Louisville is awash in mint juleps during the first weekend in May, but the rest of the year the city sports one of the most under-the-radar cocktail scenes in the country. When your palate fatigues of Derby fare, head to these spots for innovative concoctions and perfectly executed classics.
Hell or High Water Bar
Open for a little over a month, the owners wanted to create a place that was “accessible and modern, and on par with some of the better cocktail bars in the country,” says beverage director Adam Staniszeski. The atmosphere is a nod to speakeasy luminaries such as New York City’s PDT and Death and Company; decorum prevails and standing is not allowed. Many ingredients are made in-house, “so those grapefruit peels that go into that garnish of the cocktail, we save all of those spent grapefruits and juice them the next day for another one of our cocktails,” says Stanszeski.
Try the signature drink, the aptly named Calling Card, which combines Old Forester bourbon, red vermouth, Braulio amaro, orange liqueur, and a house-made raw sugar syrup.
This chef-driven restaurant aims to gently push limits and broaden guests’ experiences, according to beverage director Kelsay Hofmann, but her beverage list is also engaging patrons in new ways. The current menu – with cocktails such as “Don’t Call Me Jezebel” and “Domesticate Me Not” – aims to spark discussion around female empowerment.
The “La Loba” – a reference to a mythological woman who gathers wolf bones and brings the creature back to life – has aquavit, green chartreuse, green snap peas, matcha tea, coconut milk and a little bit of sugar. “It’s very light, refreshing, vegetal,” says Hofmann. “The menu’s purpose is to hopefully continue conversation with the guests about women’s issues” while enjoying the cocktails, she says.
Mr.
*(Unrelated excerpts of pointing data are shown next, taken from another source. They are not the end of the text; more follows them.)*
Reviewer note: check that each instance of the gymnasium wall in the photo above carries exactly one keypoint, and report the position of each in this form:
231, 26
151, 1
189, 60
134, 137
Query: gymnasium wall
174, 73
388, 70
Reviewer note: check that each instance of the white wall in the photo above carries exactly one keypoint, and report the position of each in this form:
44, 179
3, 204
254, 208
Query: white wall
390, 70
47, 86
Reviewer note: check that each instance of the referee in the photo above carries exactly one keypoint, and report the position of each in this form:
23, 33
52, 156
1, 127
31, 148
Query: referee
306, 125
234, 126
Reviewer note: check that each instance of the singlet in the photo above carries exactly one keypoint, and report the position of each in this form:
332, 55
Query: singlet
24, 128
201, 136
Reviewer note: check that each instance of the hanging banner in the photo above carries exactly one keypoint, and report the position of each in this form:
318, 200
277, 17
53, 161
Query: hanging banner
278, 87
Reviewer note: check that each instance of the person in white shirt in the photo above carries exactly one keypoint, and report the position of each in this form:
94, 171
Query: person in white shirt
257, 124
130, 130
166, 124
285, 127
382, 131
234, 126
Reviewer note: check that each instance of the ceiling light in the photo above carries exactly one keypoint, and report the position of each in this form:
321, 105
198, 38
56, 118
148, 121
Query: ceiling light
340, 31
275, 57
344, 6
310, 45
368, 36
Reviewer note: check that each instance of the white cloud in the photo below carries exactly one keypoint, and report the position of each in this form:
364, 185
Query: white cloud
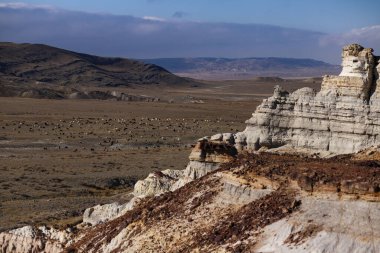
20, 5
367, 36
153, 18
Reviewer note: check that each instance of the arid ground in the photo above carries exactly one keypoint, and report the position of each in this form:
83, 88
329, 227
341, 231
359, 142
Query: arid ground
58, 157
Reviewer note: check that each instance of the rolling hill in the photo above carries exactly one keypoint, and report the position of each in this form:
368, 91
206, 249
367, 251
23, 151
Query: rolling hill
35, 63
244, 68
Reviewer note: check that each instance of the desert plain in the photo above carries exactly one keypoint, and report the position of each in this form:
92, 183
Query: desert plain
59, 157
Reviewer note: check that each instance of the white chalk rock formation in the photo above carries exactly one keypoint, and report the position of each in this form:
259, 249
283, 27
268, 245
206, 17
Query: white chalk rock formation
344, 117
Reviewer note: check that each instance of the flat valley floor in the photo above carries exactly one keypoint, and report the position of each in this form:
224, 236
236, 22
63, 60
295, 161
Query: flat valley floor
58, 157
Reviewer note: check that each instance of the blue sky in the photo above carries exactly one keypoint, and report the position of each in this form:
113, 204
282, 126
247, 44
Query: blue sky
317, 15
195, 28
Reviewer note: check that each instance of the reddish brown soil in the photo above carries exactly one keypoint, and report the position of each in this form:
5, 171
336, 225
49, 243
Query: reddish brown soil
340, 174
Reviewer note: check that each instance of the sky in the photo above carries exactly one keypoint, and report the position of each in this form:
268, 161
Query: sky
194, 28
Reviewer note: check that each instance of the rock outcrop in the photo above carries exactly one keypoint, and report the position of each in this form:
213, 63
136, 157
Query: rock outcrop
344, 117
230, 199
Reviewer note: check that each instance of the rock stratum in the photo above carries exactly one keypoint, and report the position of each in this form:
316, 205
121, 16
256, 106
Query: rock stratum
304, 176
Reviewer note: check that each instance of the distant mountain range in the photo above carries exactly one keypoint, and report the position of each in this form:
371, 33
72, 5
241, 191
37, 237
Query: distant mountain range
36, 63
41, 71
244, 68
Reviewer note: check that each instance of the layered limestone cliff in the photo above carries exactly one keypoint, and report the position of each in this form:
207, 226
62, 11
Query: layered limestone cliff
344, 117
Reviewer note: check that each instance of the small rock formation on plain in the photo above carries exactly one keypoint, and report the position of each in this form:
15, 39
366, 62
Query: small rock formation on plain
242, 202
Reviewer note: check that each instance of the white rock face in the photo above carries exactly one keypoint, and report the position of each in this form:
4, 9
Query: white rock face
32, 239
103, 213
344, 117
340, 226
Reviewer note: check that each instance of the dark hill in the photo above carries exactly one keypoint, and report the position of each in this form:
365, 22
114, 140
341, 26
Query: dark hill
25, 64
244, 68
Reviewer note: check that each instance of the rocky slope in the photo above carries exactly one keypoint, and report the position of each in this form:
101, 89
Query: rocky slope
231, 198
50, 72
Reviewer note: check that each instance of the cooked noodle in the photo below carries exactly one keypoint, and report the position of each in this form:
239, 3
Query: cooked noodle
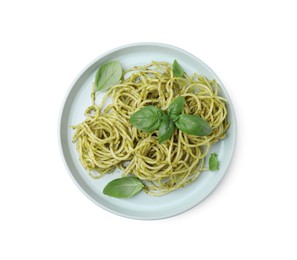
106, 140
Lee’s Lounge
Cocktails and culinary techniques collide at this year-and-a-half old spot. “We do a lot of in-house infusions, we cook stocks, we extract flavors in ways that a chef would do in a kitchen,” says Jordan Cahill, operating partner, general manager, and beverage director. Guests are greeted with an amuse-bouche cocktail to set them off on their drinking journey. In an inverse of roles, cocktails are getting the chef treatment while desserts are at the helm of bartenders.
Alcoholic ice cream — which clocks in at an impressive 13% ABV, equivalent to a glass of wine — has guests getting their sweet tooth and after-dinner drink fix in one go. Flavors rotate monthly. “Hell of a Caucasian, Jackie,” an ode to a White Russian, is on current offer, with Negroni ice cream on the horizon.
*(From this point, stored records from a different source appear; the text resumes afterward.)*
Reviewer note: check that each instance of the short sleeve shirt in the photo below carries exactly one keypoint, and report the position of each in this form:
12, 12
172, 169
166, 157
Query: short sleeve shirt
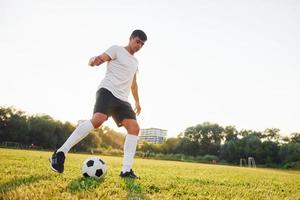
120, 72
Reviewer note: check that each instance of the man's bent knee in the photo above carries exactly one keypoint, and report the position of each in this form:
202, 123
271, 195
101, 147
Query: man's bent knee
131, 126
98, 119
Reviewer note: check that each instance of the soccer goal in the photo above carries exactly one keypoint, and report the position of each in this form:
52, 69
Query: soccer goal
251, 162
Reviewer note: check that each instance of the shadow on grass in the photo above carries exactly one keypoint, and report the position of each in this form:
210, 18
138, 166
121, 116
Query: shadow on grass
84, 184
134, 189
13, 184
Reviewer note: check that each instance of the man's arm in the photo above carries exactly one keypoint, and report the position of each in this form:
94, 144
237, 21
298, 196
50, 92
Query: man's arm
135, 94
98, 60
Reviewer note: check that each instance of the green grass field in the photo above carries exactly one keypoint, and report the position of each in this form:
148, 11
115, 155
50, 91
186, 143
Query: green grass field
26, 175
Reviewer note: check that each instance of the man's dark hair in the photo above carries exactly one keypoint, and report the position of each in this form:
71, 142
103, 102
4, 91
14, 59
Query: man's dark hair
139, 33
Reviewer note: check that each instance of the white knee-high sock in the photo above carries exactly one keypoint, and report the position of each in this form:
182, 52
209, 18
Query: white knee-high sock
129, 151
78, 134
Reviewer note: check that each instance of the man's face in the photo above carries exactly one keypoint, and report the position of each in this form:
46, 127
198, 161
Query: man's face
136, 44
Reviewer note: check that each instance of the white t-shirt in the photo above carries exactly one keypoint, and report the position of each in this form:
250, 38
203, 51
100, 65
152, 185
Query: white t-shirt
120, 72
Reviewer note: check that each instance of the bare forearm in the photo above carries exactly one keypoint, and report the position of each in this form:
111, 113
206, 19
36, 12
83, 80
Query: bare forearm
135, 95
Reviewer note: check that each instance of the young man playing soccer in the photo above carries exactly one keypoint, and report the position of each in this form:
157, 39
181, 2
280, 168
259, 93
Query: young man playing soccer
112, 100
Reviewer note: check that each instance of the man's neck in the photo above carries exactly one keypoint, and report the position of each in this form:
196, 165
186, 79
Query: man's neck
129, 50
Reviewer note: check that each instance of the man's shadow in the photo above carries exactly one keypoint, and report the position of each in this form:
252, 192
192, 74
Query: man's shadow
84, 184
13, 184
134, 189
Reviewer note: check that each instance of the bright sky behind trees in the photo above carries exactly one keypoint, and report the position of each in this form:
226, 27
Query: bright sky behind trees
228, 62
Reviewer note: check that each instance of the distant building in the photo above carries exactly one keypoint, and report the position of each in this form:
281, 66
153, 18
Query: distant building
153, 135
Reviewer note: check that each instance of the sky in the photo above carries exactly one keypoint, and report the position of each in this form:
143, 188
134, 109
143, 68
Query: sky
227, 62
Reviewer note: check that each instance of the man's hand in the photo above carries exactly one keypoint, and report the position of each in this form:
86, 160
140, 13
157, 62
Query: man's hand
138, 108
98, 60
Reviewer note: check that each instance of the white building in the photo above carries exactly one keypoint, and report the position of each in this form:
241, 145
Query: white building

The rustic, honkey-tonk vibe of the Silver Dollar is the perfect setting for the bar’s detail-driven, modernized classic cocktails. The venue’s identity is rooted in a musical movement called the Bakersfield Sound, which is an amalgamation of music from cultures and ethnic groups that emigrated to Bakersfield, CA in the 1930s. The vinyl-only sound system spins artists such as Buck Owens and Merle Haggard, and the soulful food has a Mexican influence – a nod to the Mexican population that resided in Bakersfield.
The Gold Rush is one of the bar’s signature tipples. “It is a modern classic cocktail, meaning it wasn’t amended until the early 2000s,” says Susie Hoyt, beverage director and president of the United States Bartenders’ Guild – Kentucky Chapter. “You can pretty much order it anywhere around the country and if you go to a cocktail bar they’re going to know what you’re talking about. It’s a whiskey sour variation, with bourbon and lemon and honey. We serve it on the rocks here at the Silver Dollar, on a nice, big cold draft ice cube.”
The sleek bar and restaurant on the eight floor of the Hilton Garden Inn Downtown opens to an expansive patio rooftop with a more relaxed energy. Drinks run the gamut from simple patio quaffers to creative cocktails.
The bar is best known for its classic Manhattan, which uses a Wathen’s private barrel selection bourbon – made exclusively for the venue – as its base spirit. “The blend we’re using has a nice subtly to it, a little bit of wood, a little bit of spice, but really smooth,” says general manager Ryan Anderson.
Sometimes, you want your bôite to be as uncomplicated as friends, a beer and a shot. The Pearl’s got you covered; the upscale dive bar prides itself on its jukebox and vinyl collection (it’s owned by the same people as Silver Dollar) and offers an unpretentious place to just hang. It’s meant to feel fun and laid back, and is a perfect respite from Derby Day refinery.